In the 21st century, another traveling exhibition of artifacts from Tut’s tomb, “Tutankhamun and the Golden Age of the Pharaohs,” landed in New York, drawing crowds at Discovery Times Square in 2010. And the exhibiton you’re currently visiting, “The Discovery of King Tut,” with its exquisitely colorized versions of Harry Burton’s photographs, brings the Tut-NYC relationship full-circle. But it’s important to remember that New York City was only just emerging from a deep fiscal crisis when Tut paid his first fateful visit in 1978. Back in 1975, the city’s then mayor, Abraham Beame, and the then governor of New York state, Hugh Carey, had traveled down to Washington to plead with President Gerald Ford for federal assistance for the nearly bankrupt city. Ford demurred, telling the mayor and governor that the city was on its own, prompting the infamous New York Daily News headline FORD TO CITY: DROP DEAD.

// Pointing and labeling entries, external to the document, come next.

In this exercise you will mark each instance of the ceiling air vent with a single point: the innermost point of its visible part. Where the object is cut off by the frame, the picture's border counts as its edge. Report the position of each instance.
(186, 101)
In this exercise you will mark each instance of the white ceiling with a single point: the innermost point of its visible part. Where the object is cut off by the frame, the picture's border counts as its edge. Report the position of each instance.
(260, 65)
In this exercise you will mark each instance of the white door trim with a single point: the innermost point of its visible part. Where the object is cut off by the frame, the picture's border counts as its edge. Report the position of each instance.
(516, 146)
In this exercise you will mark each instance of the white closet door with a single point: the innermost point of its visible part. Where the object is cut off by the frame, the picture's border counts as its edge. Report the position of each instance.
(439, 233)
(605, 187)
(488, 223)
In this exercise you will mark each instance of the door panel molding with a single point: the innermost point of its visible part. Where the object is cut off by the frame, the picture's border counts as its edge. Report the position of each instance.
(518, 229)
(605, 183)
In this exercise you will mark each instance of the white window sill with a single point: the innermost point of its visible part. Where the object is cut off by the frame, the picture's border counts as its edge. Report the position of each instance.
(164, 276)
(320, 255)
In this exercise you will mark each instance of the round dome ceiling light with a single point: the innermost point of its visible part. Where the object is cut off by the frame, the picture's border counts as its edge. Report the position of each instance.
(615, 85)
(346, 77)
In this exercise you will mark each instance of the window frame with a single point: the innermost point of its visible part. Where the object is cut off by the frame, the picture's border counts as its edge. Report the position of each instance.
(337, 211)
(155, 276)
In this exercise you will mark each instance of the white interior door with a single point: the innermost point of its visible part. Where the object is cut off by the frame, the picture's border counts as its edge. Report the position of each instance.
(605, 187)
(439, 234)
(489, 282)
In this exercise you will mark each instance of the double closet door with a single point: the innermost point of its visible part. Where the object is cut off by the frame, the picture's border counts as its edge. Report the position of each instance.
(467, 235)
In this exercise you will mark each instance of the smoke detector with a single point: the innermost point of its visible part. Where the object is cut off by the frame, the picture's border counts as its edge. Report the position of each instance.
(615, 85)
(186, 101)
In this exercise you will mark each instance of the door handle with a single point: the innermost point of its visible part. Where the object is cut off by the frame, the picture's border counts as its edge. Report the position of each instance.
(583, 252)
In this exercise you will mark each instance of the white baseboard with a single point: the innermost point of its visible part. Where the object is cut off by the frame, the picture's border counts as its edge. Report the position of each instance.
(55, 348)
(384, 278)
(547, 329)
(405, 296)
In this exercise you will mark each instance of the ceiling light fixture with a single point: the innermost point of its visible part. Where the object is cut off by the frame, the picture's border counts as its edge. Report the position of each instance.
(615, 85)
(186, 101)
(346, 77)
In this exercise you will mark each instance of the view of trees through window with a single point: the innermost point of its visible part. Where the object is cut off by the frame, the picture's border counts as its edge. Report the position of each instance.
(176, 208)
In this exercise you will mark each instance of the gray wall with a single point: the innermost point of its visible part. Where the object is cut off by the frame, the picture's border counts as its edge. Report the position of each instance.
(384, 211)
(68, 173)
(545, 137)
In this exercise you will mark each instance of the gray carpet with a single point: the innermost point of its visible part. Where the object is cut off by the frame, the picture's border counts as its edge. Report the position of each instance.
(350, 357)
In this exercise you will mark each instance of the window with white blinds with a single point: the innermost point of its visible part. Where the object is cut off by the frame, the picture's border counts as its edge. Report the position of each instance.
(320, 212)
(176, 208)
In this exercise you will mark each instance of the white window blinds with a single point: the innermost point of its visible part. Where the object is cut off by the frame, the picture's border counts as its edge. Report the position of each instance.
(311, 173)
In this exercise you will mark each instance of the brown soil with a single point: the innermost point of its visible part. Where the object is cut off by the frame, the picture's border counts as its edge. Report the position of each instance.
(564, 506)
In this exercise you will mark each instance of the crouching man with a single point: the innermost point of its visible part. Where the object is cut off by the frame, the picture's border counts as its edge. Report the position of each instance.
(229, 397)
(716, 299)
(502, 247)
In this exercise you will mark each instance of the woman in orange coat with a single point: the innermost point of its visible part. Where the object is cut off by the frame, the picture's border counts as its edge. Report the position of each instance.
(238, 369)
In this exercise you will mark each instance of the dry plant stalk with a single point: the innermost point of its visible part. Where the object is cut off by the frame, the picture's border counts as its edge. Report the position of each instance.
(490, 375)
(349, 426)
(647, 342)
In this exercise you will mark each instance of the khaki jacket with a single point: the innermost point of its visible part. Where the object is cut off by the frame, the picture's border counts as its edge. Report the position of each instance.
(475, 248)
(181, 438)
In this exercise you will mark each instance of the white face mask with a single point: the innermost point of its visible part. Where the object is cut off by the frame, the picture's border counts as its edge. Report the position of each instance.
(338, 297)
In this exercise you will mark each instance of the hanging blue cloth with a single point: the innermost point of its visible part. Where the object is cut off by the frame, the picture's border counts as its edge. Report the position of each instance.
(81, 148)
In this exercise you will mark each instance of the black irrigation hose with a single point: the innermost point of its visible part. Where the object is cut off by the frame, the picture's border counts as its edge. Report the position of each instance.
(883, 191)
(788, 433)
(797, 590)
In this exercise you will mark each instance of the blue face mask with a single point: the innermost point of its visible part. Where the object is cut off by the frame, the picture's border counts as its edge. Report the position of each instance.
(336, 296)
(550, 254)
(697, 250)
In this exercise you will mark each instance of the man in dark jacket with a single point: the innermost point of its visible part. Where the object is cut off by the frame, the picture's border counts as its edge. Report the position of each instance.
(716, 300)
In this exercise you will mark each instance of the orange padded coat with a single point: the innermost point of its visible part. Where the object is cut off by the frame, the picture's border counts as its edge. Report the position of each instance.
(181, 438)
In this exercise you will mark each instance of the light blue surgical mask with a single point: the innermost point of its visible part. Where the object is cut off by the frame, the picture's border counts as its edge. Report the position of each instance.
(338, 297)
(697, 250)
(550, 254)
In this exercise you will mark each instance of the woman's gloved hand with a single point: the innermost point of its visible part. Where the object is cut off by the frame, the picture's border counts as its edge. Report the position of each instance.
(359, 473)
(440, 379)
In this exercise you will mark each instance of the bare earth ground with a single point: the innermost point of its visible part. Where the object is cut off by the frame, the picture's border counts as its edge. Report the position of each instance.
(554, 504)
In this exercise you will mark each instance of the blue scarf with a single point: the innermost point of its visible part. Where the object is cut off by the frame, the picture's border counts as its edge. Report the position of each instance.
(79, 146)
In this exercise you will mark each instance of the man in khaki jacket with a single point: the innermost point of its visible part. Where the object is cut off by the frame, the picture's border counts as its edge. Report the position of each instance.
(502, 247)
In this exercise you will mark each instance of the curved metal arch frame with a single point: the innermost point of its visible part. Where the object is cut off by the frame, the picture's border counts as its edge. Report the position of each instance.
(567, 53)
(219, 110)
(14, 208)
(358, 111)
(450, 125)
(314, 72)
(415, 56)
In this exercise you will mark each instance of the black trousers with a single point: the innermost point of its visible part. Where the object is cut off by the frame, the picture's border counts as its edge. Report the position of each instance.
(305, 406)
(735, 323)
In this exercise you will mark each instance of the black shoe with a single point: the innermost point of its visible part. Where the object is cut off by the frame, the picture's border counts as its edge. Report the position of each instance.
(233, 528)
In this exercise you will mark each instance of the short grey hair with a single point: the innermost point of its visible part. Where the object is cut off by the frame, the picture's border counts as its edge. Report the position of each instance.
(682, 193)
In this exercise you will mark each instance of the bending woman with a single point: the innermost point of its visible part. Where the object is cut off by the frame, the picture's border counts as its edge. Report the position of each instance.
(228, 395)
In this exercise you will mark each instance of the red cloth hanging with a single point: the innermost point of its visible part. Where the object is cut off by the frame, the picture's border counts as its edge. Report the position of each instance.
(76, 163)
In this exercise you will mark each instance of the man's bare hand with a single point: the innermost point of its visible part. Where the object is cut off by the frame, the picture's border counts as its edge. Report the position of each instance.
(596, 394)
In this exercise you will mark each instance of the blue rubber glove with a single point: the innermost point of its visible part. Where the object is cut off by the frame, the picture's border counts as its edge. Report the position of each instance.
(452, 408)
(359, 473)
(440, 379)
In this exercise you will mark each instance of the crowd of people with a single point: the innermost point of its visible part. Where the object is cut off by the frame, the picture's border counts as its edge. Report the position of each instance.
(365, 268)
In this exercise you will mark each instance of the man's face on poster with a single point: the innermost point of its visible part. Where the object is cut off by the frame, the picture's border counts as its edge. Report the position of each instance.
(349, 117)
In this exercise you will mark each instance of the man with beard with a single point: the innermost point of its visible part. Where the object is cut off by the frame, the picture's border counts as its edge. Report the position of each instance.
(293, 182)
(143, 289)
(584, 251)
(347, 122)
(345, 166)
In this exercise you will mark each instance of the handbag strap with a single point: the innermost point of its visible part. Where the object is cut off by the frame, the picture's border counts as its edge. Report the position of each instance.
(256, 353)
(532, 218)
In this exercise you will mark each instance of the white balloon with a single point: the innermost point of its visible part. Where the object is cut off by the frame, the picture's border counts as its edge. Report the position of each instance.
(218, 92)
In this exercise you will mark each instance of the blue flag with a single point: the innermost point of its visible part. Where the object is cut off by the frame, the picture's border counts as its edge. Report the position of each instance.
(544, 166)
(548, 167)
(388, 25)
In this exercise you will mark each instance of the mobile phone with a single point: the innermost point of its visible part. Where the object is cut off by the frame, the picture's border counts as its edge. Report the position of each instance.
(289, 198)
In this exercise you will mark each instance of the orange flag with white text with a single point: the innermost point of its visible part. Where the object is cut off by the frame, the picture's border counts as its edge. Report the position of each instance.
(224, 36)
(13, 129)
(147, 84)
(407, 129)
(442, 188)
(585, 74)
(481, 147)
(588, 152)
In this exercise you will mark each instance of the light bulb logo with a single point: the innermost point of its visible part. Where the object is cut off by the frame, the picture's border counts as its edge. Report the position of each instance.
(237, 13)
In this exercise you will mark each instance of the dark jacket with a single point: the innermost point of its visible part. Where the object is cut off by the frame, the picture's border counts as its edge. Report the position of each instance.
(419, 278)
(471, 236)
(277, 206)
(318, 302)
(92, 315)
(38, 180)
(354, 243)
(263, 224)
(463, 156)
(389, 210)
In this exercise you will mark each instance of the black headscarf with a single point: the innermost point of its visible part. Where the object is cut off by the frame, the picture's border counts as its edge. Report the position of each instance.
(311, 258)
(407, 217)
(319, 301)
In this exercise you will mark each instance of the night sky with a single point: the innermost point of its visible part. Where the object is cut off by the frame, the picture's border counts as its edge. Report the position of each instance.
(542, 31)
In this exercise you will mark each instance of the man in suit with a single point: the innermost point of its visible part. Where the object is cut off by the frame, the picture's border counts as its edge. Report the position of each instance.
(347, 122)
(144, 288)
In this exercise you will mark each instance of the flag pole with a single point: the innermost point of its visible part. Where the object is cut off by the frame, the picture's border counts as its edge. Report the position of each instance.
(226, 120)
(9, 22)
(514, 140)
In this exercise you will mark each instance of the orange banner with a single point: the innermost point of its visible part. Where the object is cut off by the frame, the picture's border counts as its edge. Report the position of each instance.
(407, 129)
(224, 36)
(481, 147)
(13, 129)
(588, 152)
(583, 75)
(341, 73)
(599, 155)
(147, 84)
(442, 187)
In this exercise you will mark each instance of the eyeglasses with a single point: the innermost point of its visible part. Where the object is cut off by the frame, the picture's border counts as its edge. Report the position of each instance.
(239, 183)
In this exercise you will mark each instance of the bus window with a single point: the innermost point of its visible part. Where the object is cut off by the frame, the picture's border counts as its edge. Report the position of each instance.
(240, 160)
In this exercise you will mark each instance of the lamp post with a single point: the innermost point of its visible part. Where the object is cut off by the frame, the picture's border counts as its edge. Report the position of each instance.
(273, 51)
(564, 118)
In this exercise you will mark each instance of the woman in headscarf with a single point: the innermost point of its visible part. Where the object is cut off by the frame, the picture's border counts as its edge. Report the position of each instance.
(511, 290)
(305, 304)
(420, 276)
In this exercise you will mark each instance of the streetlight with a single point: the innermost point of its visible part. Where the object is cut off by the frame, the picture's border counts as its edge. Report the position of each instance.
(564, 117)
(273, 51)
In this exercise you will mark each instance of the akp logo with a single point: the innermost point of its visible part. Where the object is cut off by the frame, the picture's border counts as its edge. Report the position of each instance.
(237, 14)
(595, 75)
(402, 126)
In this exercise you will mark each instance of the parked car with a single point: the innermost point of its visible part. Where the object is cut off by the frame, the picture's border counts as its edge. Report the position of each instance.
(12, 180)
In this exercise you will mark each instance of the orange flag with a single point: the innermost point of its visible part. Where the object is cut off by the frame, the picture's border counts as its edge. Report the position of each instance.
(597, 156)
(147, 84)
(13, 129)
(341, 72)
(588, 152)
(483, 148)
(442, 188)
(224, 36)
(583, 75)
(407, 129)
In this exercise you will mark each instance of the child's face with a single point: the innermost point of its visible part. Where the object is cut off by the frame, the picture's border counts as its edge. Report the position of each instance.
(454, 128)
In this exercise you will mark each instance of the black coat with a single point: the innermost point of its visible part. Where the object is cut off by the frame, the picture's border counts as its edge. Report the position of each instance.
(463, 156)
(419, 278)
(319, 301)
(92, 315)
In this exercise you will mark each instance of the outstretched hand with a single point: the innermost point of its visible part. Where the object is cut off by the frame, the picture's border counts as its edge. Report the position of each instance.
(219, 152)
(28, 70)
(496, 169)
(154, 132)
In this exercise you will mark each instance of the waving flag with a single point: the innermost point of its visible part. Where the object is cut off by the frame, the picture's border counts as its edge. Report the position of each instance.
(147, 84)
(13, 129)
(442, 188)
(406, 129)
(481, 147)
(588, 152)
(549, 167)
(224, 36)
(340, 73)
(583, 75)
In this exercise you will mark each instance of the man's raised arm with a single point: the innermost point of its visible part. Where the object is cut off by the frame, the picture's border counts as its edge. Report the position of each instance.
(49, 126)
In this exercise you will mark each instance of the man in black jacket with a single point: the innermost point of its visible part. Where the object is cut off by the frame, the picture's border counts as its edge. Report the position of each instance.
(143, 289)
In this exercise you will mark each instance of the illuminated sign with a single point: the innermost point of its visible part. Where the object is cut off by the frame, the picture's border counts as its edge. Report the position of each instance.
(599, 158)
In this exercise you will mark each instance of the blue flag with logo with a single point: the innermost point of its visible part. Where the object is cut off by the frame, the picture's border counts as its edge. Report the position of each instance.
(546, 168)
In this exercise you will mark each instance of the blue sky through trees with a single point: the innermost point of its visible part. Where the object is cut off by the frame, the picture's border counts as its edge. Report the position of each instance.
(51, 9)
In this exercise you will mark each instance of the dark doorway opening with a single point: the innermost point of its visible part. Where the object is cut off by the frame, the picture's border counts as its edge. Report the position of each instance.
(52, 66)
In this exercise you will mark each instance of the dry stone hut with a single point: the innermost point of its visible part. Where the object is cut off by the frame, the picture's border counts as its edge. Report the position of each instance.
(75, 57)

New York managed its way out of the crisis, but the city’s recovery was still in a fragile state in the late ’70s. After the Tut show departed the Met in April of 1979, the museum commissioned a survey that revealed, to its officials’ everlasting pride, that the “Treasures
of Tutankhamun” exhibition, over the course of its New York stay, pumped $111 million into the city’s economy, taking into account money spent by Tut-goers on hotels, restaurants, shopping, and transportation.
A professor of psychiatry at the city’s Albert Einstein College of Medicine was asked at the time to explain New York’s embrace of the Tut relics. He responded that “the astonishing purity of the art negates the death and dissolution surrounding it.” Most likely, the professor was alluding to the mesmerising beauty of a bunch of objects that had been, in point of fact, originally assembled for funerary and burial purposes. But he may as well have been talking about the near-death and near-dissolution of New York City itself – and the way that King Tut, in the sparkling beauty of his mask and the flights of imagination he prompted, had provided New Yorkers with the perfect pick-me-up.